Revista Cultura y Ocio
El unicornio Iris Murdoch
Faltaba más de una hora para el té, y la casa estaba silenciosa y dormida. Marian bajó las escaleras de puntillas, un poco culpable, llevando sus útiles de baño en una bolsa cerrada por si alguien ponía objeciones a su plan. Todavía no había bajado al mar y ese era el primer día que se sentía lo bastante confiada para salir sola de casa, salvo por los breves paseos por los terrenos inmediatos. Creía conocer el mejor camino para bajar a la bahía, después de estudiar cuidadosamente el terreno con los prismáticos. En el muro que rodeaba el jardín había dos puertas en el lado más próximo al mar. Una, al sur, daba a un sendero que llevaba a la cumbre del acantilado; pero la puerta norte permitía el acceso a una senda empinada y rocosa que descendía la colina entre matas de fucsia maltratadas por el viento, rocas cubiertas de líquenes y parches de hierba aterciopelados y mordisqueados. Cuando Marian cruzó la puerta, el sol brillaba cálidamente, y el mar, que se desplegó ante ella a medida que bajaba la senda, rápido y brincado como una cabra, era de un vago azul celeste. Se encontró antes de lo esperado al final de la ladera y llegó al arroyo marrón oscuro con su ancho lecho de grises cantos rodados.

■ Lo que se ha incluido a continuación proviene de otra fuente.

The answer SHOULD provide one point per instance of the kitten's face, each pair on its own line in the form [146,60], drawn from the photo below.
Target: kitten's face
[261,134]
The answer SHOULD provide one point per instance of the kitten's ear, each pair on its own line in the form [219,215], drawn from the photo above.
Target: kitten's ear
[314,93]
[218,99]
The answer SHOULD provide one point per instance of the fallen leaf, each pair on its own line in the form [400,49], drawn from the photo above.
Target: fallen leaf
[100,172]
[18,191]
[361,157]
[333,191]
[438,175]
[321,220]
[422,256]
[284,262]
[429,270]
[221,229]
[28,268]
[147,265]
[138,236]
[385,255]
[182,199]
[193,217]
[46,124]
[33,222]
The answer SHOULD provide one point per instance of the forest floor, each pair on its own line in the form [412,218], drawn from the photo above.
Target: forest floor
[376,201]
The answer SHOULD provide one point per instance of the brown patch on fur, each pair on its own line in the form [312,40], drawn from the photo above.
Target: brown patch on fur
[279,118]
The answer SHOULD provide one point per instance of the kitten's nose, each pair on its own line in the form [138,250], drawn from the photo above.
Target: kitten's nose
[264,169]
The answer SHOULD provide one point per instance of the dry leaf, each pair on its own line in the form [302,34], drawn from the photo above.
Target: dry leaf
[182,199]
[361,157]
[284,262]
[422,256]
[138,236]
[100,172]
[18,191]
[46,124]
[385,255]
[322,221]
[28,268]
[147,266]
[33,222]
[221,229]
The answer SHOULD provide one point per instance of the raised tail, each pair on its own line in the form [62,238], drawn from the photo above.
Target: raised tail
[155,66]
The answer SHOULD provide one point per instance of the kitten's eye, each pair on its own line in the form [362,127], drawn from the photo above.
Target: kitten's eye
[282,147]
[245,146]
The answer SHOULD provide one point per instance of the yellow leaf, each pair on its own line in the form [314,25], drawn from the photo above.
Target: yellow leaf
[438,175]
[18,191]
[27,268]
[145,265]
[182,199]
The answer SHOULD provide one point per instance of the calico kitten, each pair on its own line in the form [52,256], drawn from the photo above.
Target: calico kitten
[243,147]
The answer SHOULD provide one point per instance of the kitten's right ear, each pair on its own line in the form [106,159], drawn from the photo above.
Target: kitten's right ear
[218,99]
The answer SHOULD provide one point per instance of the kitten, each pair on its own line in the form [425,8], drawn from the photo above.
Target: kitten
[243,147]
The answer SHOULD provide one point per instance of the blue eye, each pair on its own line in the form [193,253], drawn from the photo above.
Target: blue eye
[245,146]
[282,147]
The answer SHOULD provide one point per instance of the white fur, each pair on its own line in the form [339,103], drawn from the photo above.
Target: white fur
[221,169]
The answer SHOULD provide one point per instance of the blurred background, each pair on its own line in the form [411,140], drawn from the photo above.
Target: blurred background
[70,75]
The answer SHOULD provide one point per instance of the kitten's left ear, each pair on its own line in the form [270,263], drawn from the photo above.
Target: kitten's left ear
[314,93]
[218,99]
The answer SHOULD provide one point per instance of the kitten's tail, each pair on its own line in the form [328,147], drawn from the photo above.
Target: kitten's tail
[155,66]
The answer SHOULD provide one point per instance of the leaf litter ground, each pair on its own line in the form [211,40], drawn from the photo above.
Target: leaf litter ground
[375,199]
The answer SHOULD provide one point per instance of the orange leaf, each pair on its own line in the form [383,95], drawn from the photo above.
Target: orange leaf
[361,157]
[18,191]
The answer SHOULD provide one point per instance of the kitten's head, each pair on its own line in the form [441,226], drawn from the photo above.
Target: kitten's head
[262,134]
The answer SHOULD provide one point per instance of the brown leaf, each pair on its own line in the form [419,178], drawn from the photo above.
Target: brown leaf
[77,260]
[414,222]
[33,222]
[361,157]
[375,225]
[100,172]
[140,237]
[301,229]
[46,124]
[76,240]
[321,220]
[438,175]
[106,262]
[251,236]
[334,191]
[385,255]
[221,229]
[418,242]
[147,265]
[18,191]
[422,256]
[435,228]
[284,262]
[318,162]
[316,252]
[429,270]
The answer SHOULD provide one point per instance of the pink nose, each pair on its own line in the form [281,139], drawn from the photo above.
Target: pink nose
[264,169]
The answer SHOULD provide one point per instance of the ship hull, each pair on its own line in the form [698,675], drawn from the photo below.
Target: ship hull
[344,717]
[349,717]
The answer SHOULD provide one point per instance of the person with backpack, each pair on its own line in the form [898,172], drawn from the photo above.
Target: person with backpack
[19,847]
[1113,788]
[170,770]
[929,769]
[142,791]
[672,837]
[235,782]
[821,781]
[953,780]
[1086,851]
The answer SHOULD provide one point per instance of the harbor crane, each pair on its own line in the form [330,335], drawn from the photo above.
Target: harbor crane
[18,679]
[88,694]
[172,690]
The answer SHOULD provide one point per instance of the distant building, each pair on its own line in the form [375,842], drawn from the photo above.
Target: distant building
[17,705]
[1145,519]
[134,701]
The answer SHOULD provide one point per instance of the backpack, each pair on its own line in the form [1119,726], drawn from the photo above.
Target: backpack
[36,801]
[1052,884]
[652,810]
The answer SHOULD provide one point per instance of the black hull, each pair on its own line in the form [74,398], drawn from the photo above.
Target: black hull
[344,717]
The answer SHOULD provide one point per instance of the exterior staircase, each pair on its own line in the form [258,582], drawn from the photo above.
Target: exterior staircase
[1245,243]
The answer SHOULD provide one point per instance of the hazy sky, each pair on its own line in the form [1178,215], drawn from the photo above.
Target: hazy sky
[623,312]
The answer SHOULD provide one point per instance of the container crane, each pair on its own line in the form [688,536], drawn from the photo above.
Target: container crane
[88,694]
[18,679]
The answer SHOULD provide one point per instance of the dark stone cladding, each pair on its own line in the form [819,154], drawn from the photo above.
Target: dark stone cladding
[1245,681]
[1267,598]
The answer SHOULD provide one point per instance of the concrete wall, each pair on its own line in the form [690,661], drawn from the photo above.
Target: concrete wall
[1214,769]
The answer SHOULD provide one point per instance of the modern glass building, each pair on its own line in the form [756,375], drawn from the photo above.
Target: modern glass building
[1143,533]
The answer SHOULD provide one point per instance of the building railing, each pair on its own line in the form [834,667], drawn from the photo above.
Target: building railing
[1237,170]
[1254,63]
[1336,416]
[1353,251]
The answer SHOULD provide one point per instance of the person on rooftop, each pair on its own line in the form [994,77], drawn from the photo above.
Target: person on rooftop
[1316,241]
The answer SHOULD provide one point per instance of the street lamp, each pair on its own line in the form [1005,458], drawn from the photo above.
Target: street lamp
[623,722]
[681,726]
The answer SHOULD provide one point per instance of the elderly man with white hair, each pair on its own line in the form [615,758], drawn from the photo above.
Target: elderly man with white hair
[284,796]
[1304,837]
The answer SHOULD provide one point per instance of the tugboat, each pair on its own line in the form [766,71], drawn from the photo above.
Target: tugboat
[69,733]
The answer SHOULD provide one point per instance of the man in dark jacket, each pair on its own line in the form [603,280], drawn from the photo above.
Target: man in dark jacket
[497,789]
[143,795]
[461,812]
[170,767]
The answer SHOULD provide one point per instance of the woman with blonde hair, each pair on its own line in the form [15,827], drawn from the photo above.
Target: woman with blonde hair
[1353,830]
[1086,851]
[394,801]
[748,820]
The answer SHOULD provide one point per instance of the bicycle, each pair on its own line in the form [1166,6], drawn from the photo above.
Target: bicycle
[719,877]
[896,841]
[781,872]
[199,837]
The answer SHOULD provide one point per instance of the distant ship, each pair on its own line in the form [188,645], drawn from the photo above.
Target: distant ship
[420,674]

El pueblo era visible detrás de ella, y tanto Gaze como Riders quedaban ocultas por los pliegues de la colina. Hizo un alto y escuchó al leve y cercano susurro de la corriente y el más alejado batir del mar. La corriente se deslizaba pendiente abajo, apareciendo y desapareciendo entre las rocas grises y moteadas, guiñando y resplandeciendo bajo el sol, pareciendo hundirse en el suelo, luego saltando en una diminuta cascada y a continuación desplegándose en una pequeña charca de superficie ondulada. Seguidamente dejada atrás las piedras y se hundía silenciosa en una profunda grieta en el negro suelo turboso, por la que discurría más rápida y directa rumbo al mar. Marian, que la había seguido ensimismada, descubrió que los pies se hundían de modo alarmante en la tierra, que tenía la consistencia del dulce de leche. Titubeó y, tras estar a punto de perder los zapatos, consiguió avanzar hacia su izquierda, donde unas piedras asomaban del suelo. Dejó atrás una serie de oscuras, tibias y glutinosas charcas de marea ribeteada de hierbajos amarillo-dorados de olor acre, y por fin llegó a una pequeña playa de guijarros, al pie del acantalido sobre el que se alzaba Gaze. La recorrió por unos minutos. El corazón le latía con fuerza.